Breathing – breathing. Long and steady. It was still breathing.
And, as I listened to it – whatever it was – I suddenly realized – it wasn’t right. I couldn’t just end it. I was educated and smart. I still wanted to travel. I had a lot I wanted to get done.
And, I couldn’t do it dead.
More importantly, there were people who really cared for me. Family – friends.
It’s not right. I couldn’t just end it now.
My heartbeat slowed, and I began breathing normally.
I realized – I was worth something – to myself – and to so many people.
It’s not right. I can’t do that to myself. Or to my family and friends. I couldn’t leave that legacy for them. I just couldn’t.
And, whatever it was – on the floor next to me – it had been waiting for me to jump off that cliff. And, into its jaws.
My left leg twitched slightly. And then, my right one. Then, I could shift my pelvis.
And then – the breathing.
And, it stopped.
I turned my head to the doorway.
Something lifted up – from the floor – a lumpish dark form. It got up – and slinked away. Through the open bedroom door.
I wasn’t dreaming.
Something had been there.
And, whatever it was – it saved me.
9 responses to “I Heard Breathing”
Not sure if this is a story or real, but there is always something there to stop you if you have not yet fulfilled your destiny
It’s real. And, I viewed it as an omen – in this case, not to end my life because I would hurt too many people and because I still had so much I wanted to do.

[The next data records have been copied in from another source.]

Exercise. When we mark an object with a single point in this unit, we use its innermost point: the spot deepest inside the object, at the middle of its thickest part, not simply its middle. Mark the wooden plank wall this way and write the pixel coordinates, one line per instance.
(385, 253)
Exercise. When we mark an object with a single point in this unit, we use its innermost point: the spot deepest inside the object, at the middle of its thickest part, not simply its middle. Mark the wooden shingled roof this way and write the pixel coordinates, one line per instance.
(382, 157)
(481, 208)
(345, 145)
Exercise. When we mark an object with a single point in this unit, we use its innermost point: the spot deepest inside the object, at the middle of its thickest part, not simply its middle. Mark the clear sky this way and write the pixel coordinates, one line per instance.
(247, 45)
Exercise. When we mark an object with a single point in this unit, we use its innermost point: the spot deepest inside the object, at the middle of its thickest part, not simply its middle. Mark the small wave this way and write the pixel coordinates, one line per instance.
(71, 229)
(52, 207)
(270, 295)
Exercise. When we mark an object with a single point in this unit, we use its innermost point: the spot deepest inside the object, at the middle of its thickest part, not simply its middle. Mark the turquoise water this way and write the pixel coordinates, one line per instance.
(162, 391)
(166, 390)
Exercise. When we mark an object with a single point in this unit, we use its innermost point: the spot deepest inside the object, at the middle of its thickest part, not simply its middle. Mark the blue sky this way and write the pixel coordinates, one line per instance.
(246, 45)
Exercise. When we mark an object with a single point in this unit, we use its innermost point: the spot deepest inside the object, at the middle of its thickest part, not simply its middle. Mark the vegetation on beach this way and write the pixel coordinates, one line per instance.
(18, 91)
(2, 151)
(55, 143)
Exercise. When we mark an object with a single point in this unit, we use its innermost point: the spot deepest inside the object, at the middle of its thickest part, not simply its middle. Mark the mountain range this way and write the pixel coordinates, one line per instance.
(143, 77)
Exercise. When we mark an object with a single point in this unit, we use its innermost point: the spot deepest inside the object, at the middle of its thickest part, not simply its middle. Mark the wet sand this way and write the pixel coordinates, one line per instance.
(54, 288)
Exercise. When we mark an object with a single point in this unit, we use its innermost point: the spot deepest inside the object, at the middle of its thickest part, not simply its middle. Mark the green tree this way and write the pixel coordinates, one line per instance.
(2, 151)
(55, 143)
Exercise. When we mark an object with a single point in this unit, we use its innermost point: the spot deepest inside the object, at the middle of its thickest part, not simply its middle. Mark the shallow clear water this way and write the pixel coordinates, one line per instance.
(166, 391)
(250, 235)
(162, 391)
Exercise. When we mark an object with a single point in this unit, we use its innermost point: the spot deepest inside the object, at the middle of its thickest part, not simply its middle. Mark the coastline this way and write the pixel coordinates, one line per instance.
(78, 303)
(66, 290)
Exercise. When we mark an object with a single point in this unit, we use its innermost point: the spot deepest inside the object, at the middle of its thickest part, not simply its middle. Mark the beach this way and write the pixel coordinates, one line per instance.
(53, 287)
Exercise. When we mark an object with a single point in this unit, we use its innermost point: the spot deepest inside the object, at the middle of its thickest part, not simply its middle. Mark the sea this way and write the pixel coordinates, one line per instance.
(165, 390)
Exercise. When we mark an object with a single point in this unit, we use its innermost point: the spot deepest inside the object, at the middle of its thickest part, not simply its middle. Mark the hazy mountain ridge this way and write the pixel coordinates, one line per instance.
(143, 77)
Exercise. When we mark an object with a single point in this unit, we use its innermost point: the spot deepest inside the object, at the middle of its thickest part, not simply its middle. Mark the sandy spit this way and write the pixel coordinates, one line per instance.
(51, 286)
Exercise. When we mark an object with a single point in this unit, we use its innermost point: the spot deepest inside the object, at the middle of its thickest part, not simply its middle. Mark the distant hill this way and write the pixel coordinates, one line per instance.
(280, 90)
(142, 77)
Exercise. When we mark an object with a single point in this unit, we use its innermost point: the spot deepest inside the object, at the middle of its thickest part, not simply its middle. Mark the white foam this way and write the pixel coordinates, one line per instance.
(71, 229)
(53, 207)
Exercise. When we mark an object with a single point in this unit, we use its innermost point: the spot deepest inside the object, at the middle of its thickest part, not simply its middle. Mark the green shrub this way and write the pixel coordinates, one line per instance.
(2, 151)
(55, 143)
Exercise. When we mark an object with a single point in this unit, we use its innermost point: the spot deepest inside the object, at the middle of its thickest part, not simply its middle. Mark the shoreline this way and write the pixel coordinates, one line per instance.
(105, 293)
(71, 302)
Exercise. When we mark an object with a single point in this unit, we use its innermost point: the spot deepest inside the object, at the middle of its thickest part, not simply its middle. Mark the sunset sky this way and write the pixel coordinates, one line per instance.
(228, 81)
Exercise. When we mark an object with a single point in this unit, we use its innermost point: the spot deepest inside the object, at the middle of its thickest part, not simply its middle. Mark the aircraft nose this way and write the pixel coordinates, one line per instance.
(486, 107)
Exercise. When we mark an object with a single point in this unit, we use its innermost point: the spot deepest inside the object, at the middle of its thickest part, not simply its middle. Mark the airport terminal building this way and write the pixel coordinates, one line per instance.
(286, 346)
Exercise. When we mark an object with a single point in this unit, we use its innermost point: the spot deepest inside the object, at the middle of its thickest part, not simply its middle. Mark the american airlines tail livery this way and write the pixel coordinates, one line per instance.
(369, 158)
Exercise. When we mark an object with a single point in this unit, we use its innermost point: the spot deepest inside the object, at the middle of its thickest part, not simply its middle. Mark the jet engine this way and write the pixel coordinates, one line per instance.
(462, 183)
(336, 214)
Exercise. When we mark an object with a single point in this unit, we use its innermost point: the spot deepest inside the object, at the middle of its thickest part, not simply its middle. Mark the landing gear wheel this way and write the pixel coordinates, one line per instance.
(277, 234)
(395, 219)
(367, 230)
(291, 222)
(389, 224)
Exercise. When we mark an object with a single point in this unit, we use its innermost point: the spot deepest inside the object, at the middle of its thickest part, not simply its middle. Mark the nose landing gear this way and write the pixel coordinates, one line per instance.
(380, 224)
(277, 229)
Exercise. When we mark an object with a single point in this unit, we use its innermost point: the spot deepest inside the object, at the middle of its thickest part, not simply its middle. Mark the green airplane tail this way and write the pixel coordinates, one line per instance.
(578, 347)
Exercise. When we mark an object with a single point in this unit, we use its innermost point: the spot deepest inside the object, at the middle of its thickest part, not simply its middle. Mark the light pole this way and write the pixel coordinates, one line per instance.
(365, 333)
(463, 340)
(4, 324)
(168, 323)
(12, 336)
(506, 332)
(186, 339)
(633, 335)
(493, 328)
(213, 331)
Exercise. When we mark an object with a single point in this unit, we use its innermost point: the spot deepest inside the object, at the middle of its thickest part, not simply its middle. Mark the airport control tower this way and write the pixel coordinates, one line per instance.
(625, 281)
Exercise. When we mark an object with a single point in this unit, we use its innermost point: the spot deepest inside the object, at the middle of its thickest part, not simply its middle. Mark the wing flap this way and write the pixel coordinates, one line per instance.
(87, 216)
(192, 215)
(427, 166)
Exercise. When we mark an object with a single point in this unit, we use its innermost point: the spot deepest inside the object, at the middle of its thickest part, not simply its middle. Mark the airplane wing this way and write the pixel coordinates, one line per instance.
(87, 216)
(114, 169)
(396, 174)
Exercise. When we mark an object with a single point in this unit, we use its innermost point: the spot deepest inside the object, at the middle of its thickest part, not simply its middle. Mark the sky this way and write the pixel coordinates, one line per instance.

Someone was definitely looking out for you then
In a strange sort of way, yes, they were. I can assure you I heard something next to my bed, on the floor, breathing steadily that night. It was one of the most terrifying experiences I’ve ever had, and I realized later that I was awake. The breathing is what woke me. But, when I realized at that moment that killing myself wouldn’t solve anything, I felt more empowered, and the thing literally got up and slumped out of my bedroom. I saw it!
I don’t want to imply that people who contemplate or actually commit suicide will fall into the grasp of evil. But, that incident is just what happened to me that night.
It certainly seems that way with you. It could be because how close you were to the energies around you that allowed you to see what others only feel.
[ Smiles ] Great writing!
Thank you, Renard.
Captured through to the end. Wonderfully written, wonderfully told. Thank you for telling it.
Thank you, Val. I’ve never written about that incident before – not even in my own journal at the time – much less spoken about it.